Vaak wordt hieraan een rauw meerderheidsdenken gekoppeld, waarin weinig plaats is voor de rechten van minderheden.
In dit verband verwijst Koole naar James Madison, een van de founding fathers van de VS. Madison was beducht voor een meerderheidstirannie. Juist met het oog daarop moesten in de constitutie de rechten van minderheden worden vastgelegd.
In Sociologie Magazine (17e jaargang nummer 3) voert emeritus hoogleraar Anton Zijderveld een pleidooi voor de stadscultuur. Hij ziet die als een combinatie van de economische cultuur en de burgercultuur. De basis daarvoor is gelegd tijdens de Renaissance in de Noord-Italiaanse steden. De handel floreerde daar en tegelijkertijd konden de wetenschap, de universiteiten en de kunsten zich ontwikkelen. De bourgeoisie werd invloedrijker dan de adel en de geestelijkheid.
Stedelijkheid ziet Zijderveld ook als een typisch westers fenomeen.
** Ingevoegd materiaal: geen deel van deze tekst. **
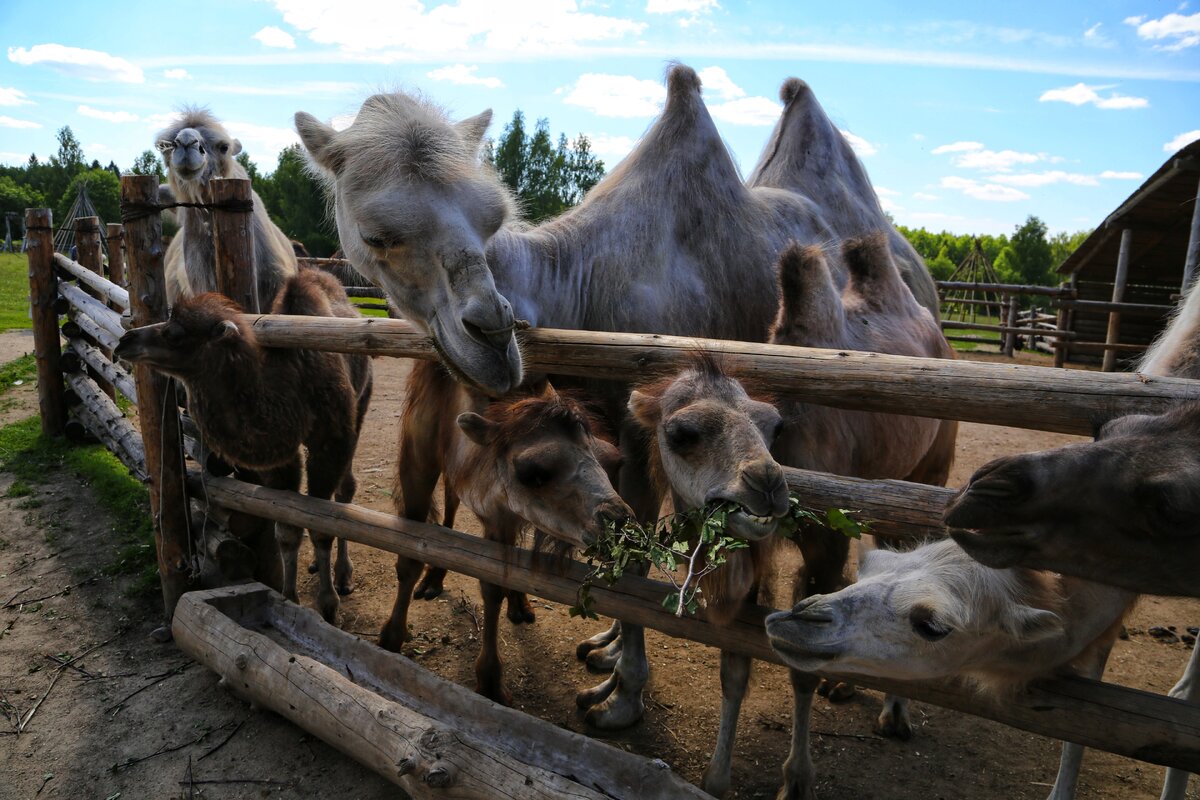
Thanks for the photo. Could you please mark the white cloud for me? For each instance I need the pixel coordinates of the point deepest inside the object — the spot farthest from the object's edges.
(1177, 30)
(78, 62)
(465, 76)
(616, 95)
(1081, 94)
(984, 191)
(13, 97)
(474, 25)
(958, 146)
(747, 110)
(717, 80)
(861, 145)
(108, 116)
(273, 36)
(1181, 140)
(10, 122)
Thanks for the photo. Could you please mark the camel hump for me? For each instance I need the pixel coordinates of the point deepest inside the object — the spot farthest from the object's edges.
(682, 80)
(792, 89)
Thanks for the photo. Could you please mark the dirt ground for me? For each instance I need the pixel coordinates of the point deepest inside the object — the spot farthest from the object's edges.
(135, 719)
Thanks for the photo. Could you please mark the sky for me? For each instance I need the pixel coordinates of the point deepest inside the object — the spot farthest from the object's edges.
(967, 116)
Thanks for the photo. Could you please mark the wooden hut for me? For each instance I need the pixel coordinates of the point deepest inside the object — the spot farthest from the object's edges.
(1144, 253)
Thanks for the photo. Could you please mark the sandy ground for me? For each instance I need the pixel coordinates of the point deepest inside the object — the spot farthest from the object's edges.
(133, 699)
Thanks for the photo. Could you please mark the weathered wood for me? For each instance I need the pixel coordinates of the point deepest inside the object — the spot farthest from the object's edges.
(418, 743)
(1128, 722)
(105, 421)
(994, 394)
(1003, 288)
(115, 236)
(233, 244)
(43, 293)
(97, 286)
(113, 373)
(157, 400)
(100, 313)
(1119, 281)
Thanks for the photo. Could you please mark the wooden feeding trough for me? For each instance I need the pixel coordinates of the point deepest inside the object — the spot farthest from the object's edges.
(430, 737)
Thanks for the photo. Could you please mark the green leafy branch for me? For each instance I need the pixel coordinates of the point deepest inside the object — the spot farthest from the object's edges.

In India is de identificatie met de kaste belangrijker dan die met de stad, zo schrijft hij.
In Japan is er een sterke identificatie met het Japanse volk als geheel. Ook zijn in tal van culturen de familiebanden belangrijker dan de binding aan de eigen stad.
Omdat de moderne grote stad multicultureel is, is er sprake van pluraliteit. Deze diversiteit heeft de mogelijkheid van keuzes en dus van twijfel in zich.
Zijderveld ziet dat als uiterst waardevol. Het verdwijnen van de twijfel acht hij levensgevaarlijk. Aan de universiteit zou je twijfelen moeten leren, zeker in een vak als sociologie. Maar dat kom je volgens hem maar weinig tegen.